Biology is becoming a big data science. Life scientists are generating large data sets, for example of gene sequence, gene expression, genome modification, in experimental populations of plants or animals and from microbial communities. Making the best sense of these data sets is a key objective of the Earlham Institute.
The kinds of life science big data vary greatly in their type - ranging from multiple genome sequences to geo-located data from field trials. One of the key challenges in the next decade will be fusing this massive range of data to allow new knowledge to be inferred from disparate data sets.

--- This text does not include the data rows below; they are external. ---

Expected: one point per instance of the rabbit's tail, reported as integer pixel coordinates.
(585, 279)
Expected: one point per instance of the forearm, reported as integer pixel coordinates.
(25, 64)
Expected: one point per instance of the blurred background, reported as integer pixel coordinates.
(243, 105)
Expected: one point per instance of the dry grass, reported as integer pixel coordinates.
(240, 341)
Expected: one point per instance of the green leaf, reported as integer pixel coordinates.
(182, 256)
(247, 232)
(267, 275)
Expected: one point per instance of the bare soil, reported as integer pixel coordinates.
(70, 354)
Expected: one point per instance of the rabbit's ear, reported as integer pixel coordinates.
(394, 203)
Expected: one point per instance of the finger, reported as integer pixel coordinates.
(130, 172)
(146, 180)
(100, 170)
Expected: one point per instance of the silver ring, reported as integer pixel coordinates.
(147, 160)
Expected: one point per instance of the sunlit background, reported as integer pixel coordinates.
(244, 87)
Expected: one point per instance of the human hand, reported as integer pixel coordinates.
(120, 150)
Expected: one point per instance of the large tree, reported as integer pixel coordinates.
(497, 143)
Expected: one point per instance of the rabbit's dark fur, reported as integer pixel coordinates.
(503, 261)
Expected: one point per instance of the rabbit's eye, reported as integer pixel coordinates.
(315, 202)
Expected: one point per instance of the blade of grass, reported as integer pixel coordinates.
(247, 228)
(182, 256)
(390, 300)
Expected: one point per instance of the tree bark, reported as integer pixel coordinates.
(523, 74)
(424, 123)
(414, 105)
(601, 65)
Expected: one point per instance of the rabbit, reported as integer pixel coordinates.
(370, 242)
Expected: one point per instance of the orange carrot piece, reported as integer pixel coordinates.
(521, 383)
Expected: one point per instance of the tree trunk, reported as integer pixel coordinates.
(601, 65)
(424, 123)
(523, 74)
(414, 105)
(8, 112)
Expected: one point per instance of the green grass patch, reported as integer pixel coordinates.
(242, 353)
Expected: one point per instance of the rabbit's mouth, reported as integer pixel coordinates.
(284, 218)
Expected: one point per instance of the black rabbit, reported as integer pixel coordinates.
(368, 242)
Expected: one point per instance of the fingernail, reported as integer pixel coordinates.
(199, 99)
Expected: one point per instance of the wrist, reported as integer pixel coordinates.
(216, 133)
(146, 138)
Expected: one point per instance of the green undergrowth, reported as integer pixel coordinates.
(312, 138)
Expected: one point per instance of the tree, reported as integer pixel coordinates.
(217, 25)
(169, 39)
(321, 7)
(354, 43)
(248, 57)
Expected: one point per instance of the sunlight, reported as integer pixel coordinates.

The challenges of biological big data go beyond the usual big data challenges (volume, variety, velocity) because of the wide range of tools and data sources that are available.
ELIXIR is working towards an “internet of biological data” that will allow data from these many different sources to be analysed using standard data descriptions and well-characterised tools. Ultimately this will give rise to an integrated platform upon which new rich analyses will be built.
ELIXIR operates across a wide range of life science data from human genomics to large-scale agricultural and environmental data. Its impact will be in the greater availability of this data and its provision in more standardised forms.
This will facilitate basic and applied academic research and industry innovation - from more efficient identification of genes and processes involved in rare diseases to improved crop traits - by linking disparate data from a wide range of sources.